Я решила встретиться с Гордон и пойти с ней на прогулку по городу именно потому, что она слепа. После нескольких прогулок я поняла, чего многим из них не хватало: впечатлений помимо зрительных. Ничего удивительного в этом нет, все-таки люди – визуальные существа. Глаза занимают главенствующее положение на нашем лице. Мы обладаем трихроматическим зрением, достаточным для того, чтобы изобрести “Техниколор” – изображение мира с использованием миллиона цветов. Зрительные зоны с сотнями миллионов нейронов, обрабатывающих информацию о том, что мы видим, занимают пятую часть коры головного мозга. Глаза дарят нам восхитительные изображения. В результате мы обычно не обращаем внимания ни на что, кроме зрительной информации. Одежда, которую мы носим, дома, в которых мы живем, места, которые мы посещаем, и даже люди, которых мы любим, – все это мы оцениваем главным образом по внешним (зрительным) признакам.
Однако мир, в котором мы живем, ни целиком, ни даже преимущественно не описывается светоотражающими характеристиками предметов. А как же запах молекул, составляющих все окружающие нас предметы, или едва ощутимые запахи, носящиеся в пространстве? Или колебания воздуха, которые мы ощущаем как звук – или частоты, находящиеся ниже и выше нашего слухового диапазона? Я предположила, что человек, утративший зрение, сможет показать мне, пусть и поверхностно, городской квартал таким, каким я не вижу его широко открытыми глазами.
Та идея, что у людей, лишенных зрения, сильнее развиты все остальные чувства, – не домысел. Вследствие необходимости, а также особенностей нервной системы, которая оказалась гораздо более адаптивной, чем считали ученые всего несколько десятилетий назад, слепой человек “видит” мир с помощью других чувств. Слепые от рождения люди зачастую настолько легко ориентируются в мире зрячих, что, глядя на их движения, почти невозможно догадаться, что они не видят, куда идут.

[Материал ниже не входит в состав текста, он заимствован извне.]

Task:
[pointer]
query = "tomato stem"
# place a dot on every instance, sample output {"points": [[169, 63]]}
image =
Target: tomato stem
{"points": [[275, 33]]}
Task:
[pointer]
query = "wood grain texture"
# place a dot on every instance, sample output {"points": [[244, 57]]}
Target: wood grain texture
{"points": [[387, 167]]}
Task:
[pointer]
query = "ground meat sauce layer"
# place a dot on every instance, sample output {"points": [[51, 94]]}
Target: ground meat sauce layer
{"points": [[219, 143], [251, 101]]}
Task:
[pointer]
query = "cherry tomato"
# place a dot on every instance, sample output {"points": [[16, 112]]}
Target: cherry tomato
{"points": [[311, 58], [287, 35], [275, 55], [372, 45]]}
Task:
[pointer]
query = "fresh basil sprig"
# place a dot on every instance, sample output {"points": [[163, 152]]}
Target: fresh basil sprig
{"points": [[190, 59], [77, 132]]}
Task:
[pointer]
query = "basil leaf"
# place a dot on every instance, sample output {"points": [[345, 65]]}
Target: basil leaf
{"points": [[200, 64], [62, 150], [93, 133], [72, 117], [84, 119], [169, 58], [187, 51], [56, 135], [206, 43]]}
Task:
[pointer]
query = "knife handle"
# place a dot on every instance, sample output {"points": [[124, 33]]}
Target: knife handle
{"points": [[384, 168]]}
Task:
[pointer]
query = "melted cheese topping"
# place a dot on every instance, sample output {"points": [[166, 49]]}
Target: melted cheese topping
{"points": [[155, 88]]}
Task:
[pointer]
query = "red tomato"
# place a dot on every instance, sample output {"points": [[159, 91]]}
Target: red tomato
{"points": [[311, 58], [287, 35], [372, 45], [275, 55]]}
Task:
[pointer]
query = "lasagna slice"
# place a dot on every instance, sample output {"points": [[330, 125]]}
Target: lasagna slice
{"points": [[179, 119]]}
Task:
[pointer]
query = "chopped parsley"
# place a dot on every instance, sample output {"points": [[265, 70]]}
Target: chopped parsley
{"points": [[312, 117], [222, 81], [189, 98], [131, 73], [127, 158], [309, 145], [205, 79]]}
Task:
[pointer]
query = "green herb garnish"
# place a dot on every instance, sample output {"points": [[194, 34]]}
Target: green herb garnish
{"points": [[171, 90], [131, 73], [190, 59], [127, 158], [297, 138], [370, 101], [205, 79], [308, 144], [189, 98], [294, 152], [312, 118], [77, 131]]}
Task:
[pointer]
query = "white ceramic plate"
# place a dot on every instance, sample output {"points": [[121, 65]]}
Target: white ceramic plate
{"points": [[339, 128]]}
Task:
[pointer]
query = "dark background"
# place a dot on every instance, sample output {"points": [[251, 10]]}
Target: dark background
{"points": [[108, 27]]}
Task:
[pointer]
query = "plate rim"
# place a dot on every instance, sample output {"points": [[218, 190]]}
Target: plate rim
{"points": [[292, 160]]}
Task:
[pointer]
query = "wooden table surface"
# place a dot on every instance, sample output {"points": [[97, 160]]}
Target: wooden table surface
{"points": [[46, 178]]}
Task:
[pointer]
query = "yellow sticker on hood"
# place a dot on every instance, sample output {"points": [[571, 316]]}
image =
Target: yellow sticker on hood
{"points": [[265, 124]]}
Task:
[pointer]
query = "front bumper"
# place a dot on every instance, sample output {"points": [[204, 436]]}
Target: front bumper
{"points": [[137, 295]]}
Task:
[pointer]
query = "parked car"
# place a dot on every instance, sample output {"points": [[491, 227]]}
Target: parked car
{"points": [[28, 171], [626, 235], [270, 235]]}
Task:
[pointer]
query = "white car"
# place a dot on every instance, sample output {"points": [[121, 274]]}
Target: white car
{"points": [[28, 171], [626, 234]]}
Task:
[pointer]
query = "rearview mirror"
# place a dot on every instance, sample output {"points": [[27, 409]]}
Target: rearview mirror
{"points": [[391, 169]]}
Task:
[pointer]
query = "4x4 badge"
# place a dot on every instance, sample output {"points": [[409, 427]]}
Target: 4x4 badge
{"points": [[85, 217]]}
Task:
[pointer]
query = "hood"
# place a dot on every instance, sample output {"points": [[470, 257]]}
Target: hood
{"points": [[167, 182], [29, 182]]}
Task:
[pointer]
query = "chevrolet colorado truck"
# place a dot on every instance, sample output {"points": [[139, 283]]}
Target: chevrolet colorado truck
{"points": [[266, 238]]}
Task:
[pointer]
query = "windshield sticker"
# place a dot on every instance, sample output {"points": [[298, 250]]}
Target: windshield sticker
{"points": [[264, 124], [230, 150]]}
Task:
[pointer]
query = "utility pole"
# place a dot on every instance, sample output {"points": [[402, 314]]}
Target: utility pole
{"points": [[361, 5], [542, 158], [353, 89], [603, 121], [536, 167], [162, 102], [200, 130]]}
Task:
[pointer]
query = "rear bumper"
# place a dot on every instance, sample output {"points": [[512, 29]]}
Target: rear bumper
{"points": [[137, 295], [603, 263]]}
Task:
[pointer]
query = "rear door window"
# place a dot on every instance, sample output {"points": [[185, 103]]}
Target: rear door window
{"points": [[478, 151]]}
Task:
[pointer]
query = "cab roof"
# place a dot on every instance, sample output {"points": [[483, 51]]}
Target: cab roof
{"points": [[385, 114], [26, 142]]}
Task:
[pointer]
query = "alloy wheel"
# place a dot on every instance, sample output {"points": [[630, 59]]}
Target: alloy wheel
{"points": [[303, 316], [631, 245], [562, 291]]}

Половину своей жизни Гордон была слепой. Она ослепла в сорок с чем-то лет, после многих лет ухудшения зрения и безуспешных хирургических операций. Вышло так, что в то время она работала в одной городской организации, которая помогала людям с ослабленным зрением приспособиться к миру. Будучи социальным работником и помощником своих незрячих клиентов, она знала и имела доступ к лучшим технологиям, которые могли помочь. Однако ослепнуть в зрелом возрасте – это совсем не то же самое, что родиться слепым или ослепнуть в раннем детстве. У тех, чья слепота вызвана проблемами с глазами, зрительная кора остается неповрежденной. Она по-прежнему готова интерпретировать то, что видит человек, однако внезапно оказывается никому не нужной и не получает информацию от зрительного нерва. Безуспешно ожидая поступления информации из той двери, которая больше не откроется, она в конце концов начинает воспринимать сигналы, поступающие через “боковые двери”: через другие органы чувств или даже другие участки коры головного мозга. Вместо того чтобы отключиться, зрительная зона начинает работать активнее, чем прежде.
Результат удивителен. Хотя слепоту едва ли можно назвать незначительным нарушением, мозг слепорожденного младенца претерпевает серьезные перестройки, которые позволяют растущему ребенку опираться на другие сигналы, полностью заменяющие ему зрение. Ученые впервые обнаружили это (как и большинство вещей, которые мы знаем о нашем мозге) у обезьян. Конечно, животные не подписывались на это: данные, о которых вы сейчас прочитаете, были получены благодаря мучительной смерти целой армии обезьян, которой наверняка бы хватило, чтобы напечатать на пишущей машинке ту самую пьесу Шекспира. Сходство между мозгом обезьяны и человека достаточно велико, чтобы ученые могли экстраполировать на человека данные, полученные в экспериментах с обезьянами, и в то же время это сходство слишком мало, чтобы ученые отказались от принесения обезьян в жертву науке.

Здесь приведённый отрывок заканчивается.